Hi everyone,
I am sorry for the long post, but I wanted to provide as much detail as possible.
I am new to using QIIME 2 - 2024.2 (miniconda3) and I have sequences from a 2 x 300 bp Illumina run (338F_806R). Attached are the q-score plots of my raw data 16Ssequences-391521.qzv (315.4 KB)
After importing raw data into qiime2, I first attempted to denoise the sequences using DADA2 with the following command:
qiime dada2 denoise-paired \
--i-demultiplexed-seqs 16Ssequences.qza \
--p-trim-left-f 26 \
--p-trim-left-r 26 \
--p-trunc-len-f 297 \
--p-trunc-len-r 207 \
--p-max-ee-f 3
--p-max-ee-r 3
--p-n-threads 6 \
--o-table 16Sseqs_table.qza \
--o-representative-sequences 16Sseqs_rep.qza \
--o-denoising-stats 16Sseqs_denoising_stats.qza
However, I encountered unsatisfactory results. Below is a summary of my attempts with different parameter sets, including using only forward reads (last row), which showed better results.

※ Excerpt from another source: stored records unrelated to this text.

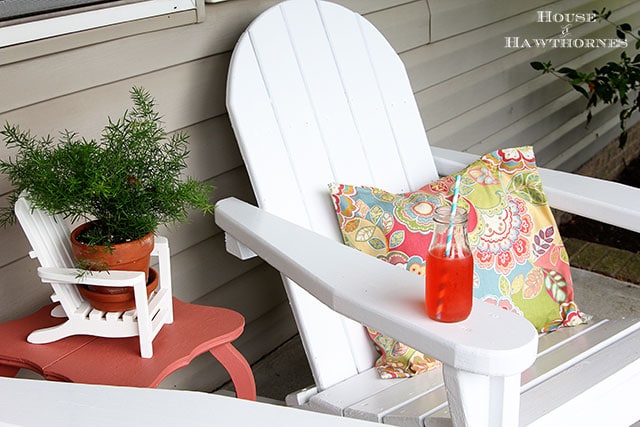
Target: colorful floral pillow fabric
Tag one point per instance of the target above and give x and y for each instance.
(520, 263)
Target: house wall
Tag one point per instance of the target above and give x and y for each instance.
(473, 92)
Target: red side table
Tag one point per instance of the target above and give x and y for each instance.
(116, 361)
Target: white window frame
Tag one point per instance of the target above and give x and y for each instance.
(75, 22)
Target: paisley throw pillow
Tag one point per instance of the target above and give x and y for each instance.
(520, 262)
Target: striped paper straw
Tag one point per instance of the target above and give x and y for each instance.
(454, 207)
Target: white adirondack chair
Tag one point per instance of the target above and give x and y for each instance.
(316, 95)
(49, 240)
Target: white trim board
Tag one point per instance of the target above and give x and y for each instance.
(75, 22)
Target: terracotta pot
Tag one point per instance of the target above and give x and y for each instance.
(130, 256)
(123, 301)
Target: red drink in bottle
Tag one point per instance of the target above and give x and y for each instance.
(449, 276)
(449, 285)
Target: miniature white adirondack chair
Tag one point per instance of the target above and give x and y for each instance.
(49, 239)
(316, 95)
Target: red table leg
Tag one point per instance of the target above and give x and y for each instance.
(238, 369)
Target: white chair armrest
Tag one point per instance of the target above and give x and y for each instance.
(602, 200)
(490, 342)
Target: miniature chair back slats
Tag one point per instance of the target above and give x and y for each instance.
(49, 240)
(343, 84)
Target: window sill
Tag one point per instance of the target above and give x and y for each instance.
(36, 38)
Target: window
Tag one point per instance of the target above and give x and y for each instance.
(16, 32)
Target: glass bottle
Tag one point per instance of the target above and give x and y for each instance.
(449, 278)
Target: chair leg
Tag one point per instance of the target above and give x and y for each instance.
(481, 400)
(238, 369)
(54, 333)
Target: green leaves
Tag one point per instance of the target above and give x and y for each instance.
(130, 181)
(612, 83)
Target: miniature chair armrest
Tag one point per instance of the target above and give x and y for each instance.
(118, 278)
(115, 278)
(602, 200)
(491, 342)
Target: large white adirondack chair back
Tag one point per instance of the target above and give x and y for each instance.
(49, 240)
(317, 95)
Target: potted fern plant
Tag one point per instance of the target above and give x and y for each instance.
(123, 186)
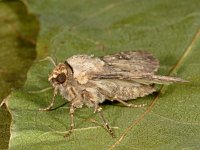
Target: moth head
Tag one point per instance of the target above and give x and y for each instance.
(60, 74)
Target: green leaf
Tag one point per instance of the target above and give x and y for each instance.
(16, 55)
(170, 30)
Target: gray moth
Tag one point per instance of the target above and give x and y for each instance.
(88, 80)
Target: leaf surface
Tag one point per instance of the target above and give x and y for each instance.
(17, 33)
(168, 29)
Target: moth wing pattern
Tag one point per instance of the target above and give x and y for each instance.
(132, 61)
(117, 76)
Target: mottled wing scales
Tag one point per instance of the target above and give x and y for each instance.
(122, 90)
(127, 93)
(132, 61)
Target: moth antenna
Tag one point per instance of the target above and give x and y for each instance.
(49, 59)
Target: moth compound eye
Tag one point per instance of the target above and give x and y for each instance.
(61, 78)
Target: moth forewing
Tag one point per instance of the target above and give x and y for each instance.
(87, 80)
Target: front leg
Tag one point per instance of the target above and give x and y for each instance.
(52, 102)
(99, 110)
(71, 112)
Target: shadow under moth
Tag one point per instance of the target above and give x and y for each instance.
(88, 80)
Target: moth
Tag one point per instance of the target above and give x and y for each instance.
(88, 80)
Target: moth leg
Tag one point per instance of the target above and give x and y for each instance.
(52, 102)
(71, 112)
(99, 110)
(130, 105)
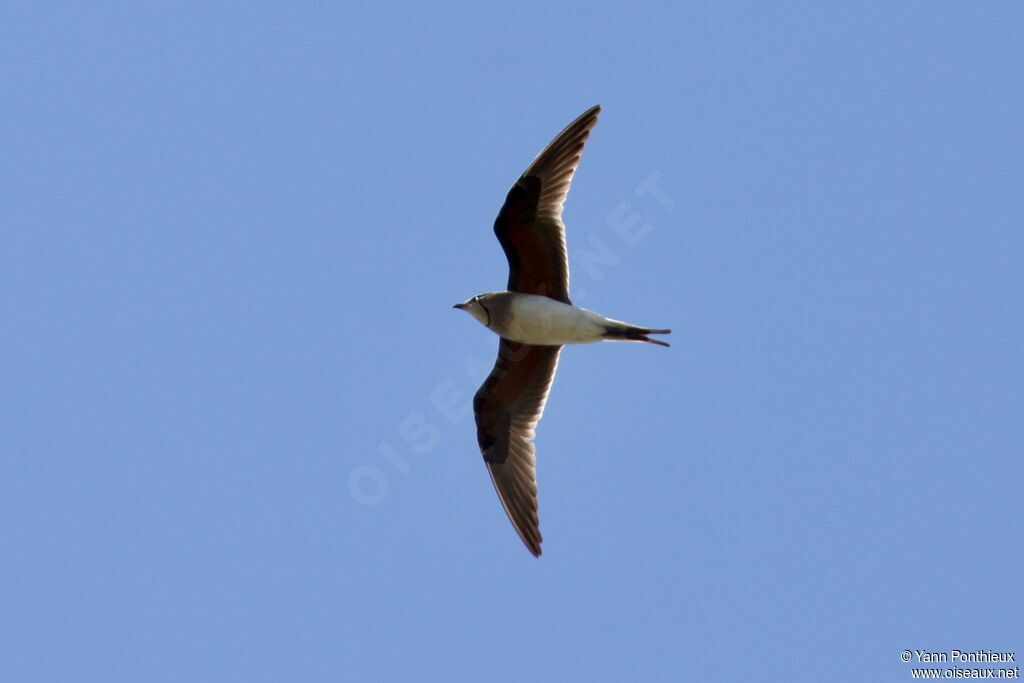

A | B | C | D | E | F | G | H | I | G |
---|---|---|---|---|---|---|---|---|---|
trim-left-f | trunc-len-f | trim-left-r | trunc-len-r | overlap | max-ee-f | max-ee-r | percentage of input passed filter | percentage of input merged | percentage of input non-chimeric |
26 | 296 | 26 | 246 | 22 | 4 | 4 | 73-75% | 38-41% | 35-39% |
26 | 296 | 26 | 236 | 12 | 4 | 4 | 80-81% | 42-46% | 39-43% |
26 | 296 | 26 | 230 | 6 | 4 | 4 | 80-82% | 43-48% | 40-45% |
26 | 296 | 26 | 220 | -4 | 5 | 5 | 81-83% | 46-51% | 42-47% |
26 | 196 | / | / | / | 7 | / | 87-89% | / | 70-75% |
Here is one of the QZV files: 16S_296236_denoising_stats.qzv (1.2 MB)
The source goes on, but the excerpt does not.